Serotonin Neurons Integrate GABA and Dopamine Inputs To Regulate Meal Initiation

Authors

Kristine M Conde
HueyZhong Wong
Shuzheng Fang
Yongxiang Li
Meng Yu
Yue Deng
Qingzhuo Liu
Xing Fang
Mengjie Wang
Yuhan Shi
Olivia Z Ginnard
Yuxue Yang
Longlong Tu
Hesong Liu
Hailan Liu
Na Yin
Jonathan C Bean
Junying Han
Megan E Burt
Sanika V Jossy
Yongjie Yang
Qingchun Tong
Benjamin R Arenkiel
Chunmei Wang
Yang He
Yong Xu

Publication Date

2-1-2025

Journal

Metabolism

DOI

10.1016/j.metabol.2024.156099

PMID

39667432

PMCID

PMC11924950

PubMedCentral® Posted Date

3-20-2025

PubMedCentral® Full Text Version

Author MSS

Published Open-Access

yes

Keywords

Animals, gamma-Aminobutyric Acid, Dopamine, Mice, Serotonergic Neurons, Serotonin, Male, Feeding Behavior, GABAergic Neurons, Dorsal Raphe Nucleus, Optogenetics, Mice, Inbred C57BL, Receptors, Dopamine D2, Meal initiation, Serotonin, GABA, Dopamine

Abstract

Obesity is a growing global health epidemic with limited orally administered therapeutics.
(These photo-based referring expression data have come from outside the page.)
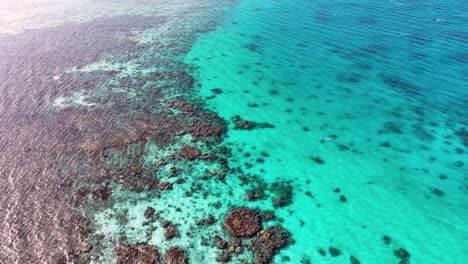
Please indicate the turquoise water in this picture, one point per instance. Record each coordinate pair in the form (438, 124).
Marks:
(345, 122)
(389, 79)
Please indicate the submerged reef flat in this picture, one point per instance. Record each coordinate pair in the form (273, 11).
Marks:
(222, 131)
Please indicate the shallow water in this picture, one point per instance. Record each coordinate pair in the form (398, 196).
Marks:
(359, 142)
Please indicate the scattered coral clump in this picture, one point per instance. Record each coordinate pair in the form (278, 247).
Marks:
(136, 254)
(269, 242)
(175, 255)
(242, 222)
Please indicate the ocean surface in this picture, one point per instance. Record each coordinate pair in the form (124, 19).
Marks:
(136, 131)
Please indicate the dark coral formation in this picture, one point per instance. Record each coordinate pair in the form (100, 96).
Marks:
(402, 254)
(242, 222)
(189, 152)
(243, 124)
(175, 255)
(136, 254)
(269, 242)
(171, 232)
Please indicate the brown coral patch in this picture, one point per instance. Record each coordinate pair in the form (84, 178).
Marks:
(242, 222)
(175, 255)
(135, 254)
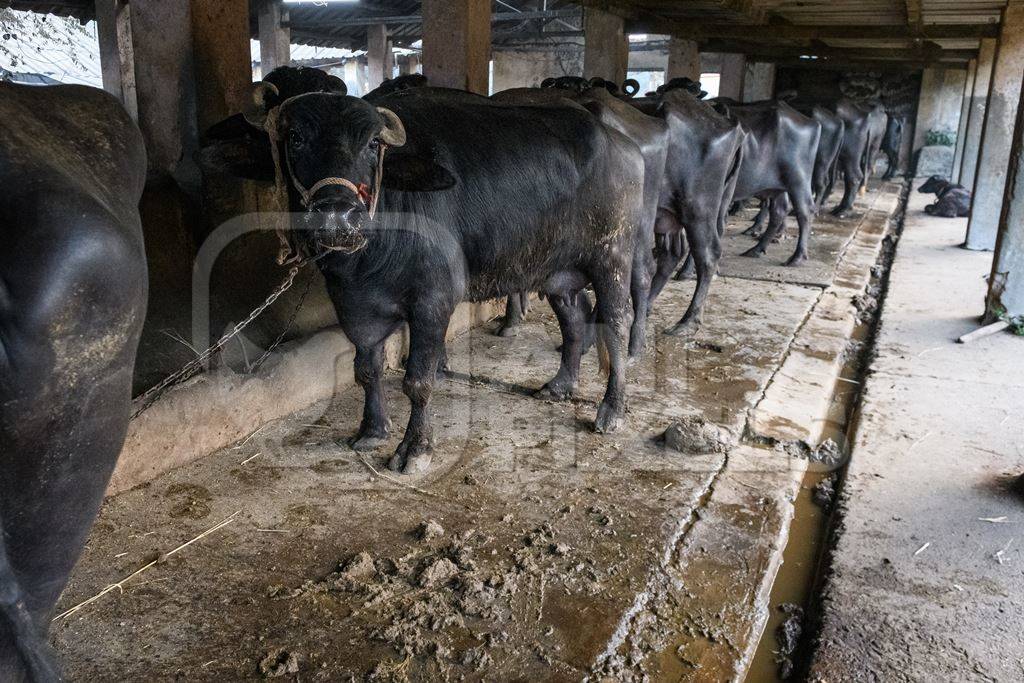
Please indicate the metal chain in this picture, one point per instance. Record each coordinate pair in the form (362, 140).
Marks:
(288, 326)
(146, 399)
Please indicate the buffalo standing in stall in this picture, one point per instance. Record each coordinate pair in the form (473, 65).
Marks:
(825, 163)
(779, 153)
(865, 125)
(481, 201)
(73, 294)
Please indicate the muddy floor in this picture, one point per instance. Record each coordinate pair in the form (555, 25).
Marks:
(525, 553)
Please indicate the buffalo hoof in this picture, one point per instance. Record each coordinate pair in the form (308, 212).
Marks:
(608, 419)
(412, 457)
(683, 329)
(796, 259)
(368, 441)
(554, 391)
(508, 330)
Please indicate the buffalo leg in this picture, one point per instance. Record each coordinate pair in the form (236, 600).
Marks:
(706, 247)
(852, 177)
(515, 311)
(426, 343)
(640, 286)
(369, 369)
(779, 210)
(758, 225)
(669, 250)
(572, 321)
(804, 207)
(612, 316)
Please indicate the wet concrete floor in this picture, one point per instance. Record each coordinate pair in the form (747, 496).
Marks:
(534, 549)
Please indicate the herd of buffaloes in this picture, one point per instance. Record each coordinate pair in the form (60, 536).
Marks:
(411, 200)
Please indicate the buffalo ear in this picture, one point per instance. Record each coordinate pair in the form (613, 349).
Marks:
(245, 157)
(412, 173)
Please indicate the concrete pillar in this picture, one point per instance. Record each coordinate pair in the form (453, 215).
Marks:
(976, 117)
(972, 72)
(684, 59)
(1004, 97)
(606, 47)
(733, 75)
(377, 54)
(274, 39)
(1006, 286)
(759, 81)
(457, 43)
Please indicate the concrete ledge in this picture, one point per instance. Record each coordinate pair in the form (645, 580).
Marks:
(217, 409)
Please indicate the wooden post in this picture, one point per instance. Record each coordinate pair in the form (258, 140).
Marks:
(377, 54)
(457, 44)
(117, 52)
(1004, 97)
(972, 72)
(274, 38)
(606, 49)
(733, 74)
(976, 118)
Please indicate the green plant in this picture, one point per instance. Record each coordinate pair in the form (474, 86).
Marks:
(940, 138)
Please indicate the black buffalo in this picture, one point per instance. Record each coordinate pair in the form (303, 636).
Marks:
(73, 293)
(649, 136)
(480, 201)
(865, 126)
(825, 163)
(891, 143)
(779, 153)
(953, 200)
(702, 167)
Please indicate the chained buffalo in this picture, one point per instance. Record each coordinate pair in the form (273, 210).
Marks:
(470, 202)
(779, 153)
(952, 201)
(73, 294)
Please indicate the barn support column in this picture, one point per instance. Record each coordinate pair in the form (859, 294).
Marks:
(733, 75)
(1004, 97)
(379, 61)
(972, 73)
(274, 38)
(684, 59)
(938, 110)
(1006, 286)
(759, 81)
(606, 48)
(976, 117)
(457, 44)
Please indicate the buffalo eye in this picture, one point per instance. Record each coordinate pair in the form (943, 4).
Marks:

Serotonin (5-HT) is one neurotransmitter which remains an excellent target for new weight-loss therapies, but a gap remains in understanding the mechanisms involved in 5-HT produced in the dorsal Raphe nucleus (DRN) and its involvement in meal initiation. Using an optogenetic feeding paradigm, we showed that the 5-HTDRN→arcuate nucleus (ARH) circuit plays a role in meal initiation. Incorporating electrophysiology and ChannelRhodopsin-2-Assisted Circuit Mapping, we demonstrated that 5-HTDRN neurons receive inhibitory input partially from GABAergic neurons in the DRN, and the 5-HT response can be enhanced by hunger. Additionally, deletion of the GABAA receptor subunit in 5-HT neurons inhibits meal initiation with no effect on the satiation process. Finally, we identified the role of dopaminergic inputs via dopamine receptor D2 in enhancing the response to GABA-induced feeding. Thus, our results indicate that 5-HTDRN neurons are inhibited by synergistic inhibitory actions of GABA and dopamine, for the initiation of a meal.